The Army’s emergency lodge for homeless women and children defunded
By Victor Pinzon –
At a time when funding for federal programs is being transferred to private agencies, the United Way of San Diego is cutting funds by $100,000.
A controversial decision by the United Way to defund The Salvation Army’s Family Development Center in downtown San Diego has resulted in a budget crisis that will not easily be resolved.
“The cuts amount to $100,000 less for homeless women and children,” asserts Lt. Colonel Donald G. Sather, Sierra Del Mar divisional commander. “This is a program that should be enhanced with more funds because the need is that great. The Center is vital to the well-being of downtown San Diego, not to mention the homeless women and children we serve.”

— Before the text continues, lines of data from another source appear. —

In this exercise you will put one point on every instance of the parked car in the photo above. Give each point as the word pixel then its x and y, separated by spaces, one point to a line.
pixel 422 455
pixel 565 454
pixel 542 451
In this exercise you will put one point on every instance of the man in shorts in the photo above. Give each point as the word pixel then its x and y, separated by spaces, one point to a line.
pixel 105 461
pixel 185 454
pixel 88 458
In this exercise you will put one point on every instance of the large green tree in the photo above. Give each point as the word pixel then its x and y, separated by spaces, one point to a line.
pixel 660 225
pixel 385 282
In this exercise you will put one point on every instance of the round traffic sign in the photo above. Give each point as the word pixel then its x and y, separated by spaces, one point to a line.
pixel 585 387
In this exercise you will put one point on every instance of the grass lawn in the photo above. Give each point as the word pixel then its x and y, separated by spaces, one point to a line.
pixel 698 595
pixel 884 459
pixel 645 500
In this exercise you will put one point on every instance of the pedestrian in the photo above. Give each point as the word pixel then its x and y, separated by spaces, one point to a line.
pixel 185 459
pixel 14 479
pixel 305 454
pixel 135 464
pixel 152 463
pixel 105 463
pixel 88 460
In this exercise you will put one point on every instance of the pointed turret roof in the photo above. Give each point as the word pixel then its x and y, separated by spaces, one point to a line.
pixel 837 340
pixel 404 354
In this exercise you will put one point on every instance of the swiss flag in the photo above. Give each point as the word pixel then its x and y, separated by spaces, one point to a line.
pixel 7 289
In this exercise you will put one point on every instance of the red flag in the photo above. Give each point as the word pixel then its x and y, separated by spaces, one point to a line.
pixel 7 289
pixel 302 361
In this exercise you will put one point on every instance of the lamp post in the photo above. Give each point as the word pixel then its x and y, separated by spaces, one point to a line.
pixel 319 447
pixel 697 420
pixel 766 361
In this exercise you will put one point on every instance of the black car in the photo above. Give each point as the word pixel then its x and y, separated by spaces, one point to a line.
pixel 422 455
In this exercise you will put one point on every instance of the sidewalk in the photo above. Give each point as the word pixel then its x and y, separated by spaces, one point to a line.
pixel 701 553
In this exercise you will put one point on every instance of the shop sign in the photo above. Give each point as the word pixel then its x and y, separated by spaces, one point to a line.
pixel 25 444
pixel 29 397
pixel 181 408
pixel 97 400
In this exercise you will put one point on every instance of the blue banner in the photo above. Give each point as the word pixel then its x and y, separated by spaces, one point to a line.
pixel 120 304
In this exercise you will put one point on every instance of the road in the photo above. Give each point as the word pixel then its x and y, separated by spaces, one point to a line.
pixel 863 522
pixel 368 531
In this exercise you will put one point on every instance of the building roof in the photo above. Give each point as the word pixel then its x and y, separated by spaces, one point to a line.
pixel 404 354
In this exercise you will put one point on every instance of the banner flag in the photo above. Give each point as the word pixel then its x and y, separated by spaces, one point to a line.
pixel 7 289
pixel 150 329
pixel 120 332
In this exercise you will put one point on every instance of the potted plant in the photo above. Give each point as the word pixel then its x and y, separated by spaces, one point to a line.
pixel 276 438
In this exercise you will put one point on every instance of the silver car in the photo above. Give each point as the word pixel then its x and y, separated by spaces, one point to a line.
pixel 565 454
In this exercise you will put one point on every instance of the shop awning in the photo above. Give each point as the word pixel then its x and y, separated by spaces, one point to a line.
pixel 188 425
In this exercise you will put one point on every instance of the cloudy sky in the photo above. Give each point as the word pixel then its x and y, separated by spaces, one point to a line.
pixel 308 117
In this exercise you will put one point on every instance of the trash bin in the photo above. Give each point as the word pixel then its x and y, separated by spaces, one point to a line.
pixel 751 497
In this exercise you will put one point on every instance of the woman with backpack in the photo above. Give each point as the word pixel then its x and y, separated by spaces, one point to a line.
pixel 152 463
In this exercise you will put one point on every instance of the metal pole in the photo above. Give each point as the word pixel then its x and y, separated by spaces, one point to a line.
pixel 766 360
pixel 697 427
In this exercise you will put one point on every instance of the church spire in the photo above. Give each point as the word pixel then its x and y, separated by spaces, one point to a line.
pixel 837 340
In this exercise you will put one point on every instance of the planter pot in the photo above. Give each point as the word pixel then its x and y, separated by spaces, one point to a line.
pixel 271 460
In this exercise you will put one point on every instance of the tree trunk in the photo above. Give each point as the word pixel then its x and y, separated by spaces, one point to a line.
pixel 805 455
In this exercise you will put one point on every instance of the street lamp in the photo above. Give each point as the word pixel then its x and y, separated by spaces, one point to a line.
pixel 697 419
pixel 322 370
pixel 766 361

Approximately 342 families, comprised of 1,427 individuals, received shelter, food and counseling last year. It also helped 134 single women find hope and refuge from abusive relationships. More than 70 percent of the families who complete three months in the program are stabilized, living independently in their own apartments.
“How can they say this program is not a priority for our community?” asks Sather, who cites the Center’s downtown location as a vital reason the program should not have been victimized by the United Way’s funding strategy.
“San Diegans, especially members of the business community, are constantly expressing concern about the numbers of homeless on our streets. Our center provides nearly 12,000 nights of shelter and not only keeps women and children off the streets, but on the road to employment and success in independent living.”
The Army is seeking funding alternatives to keep the center open.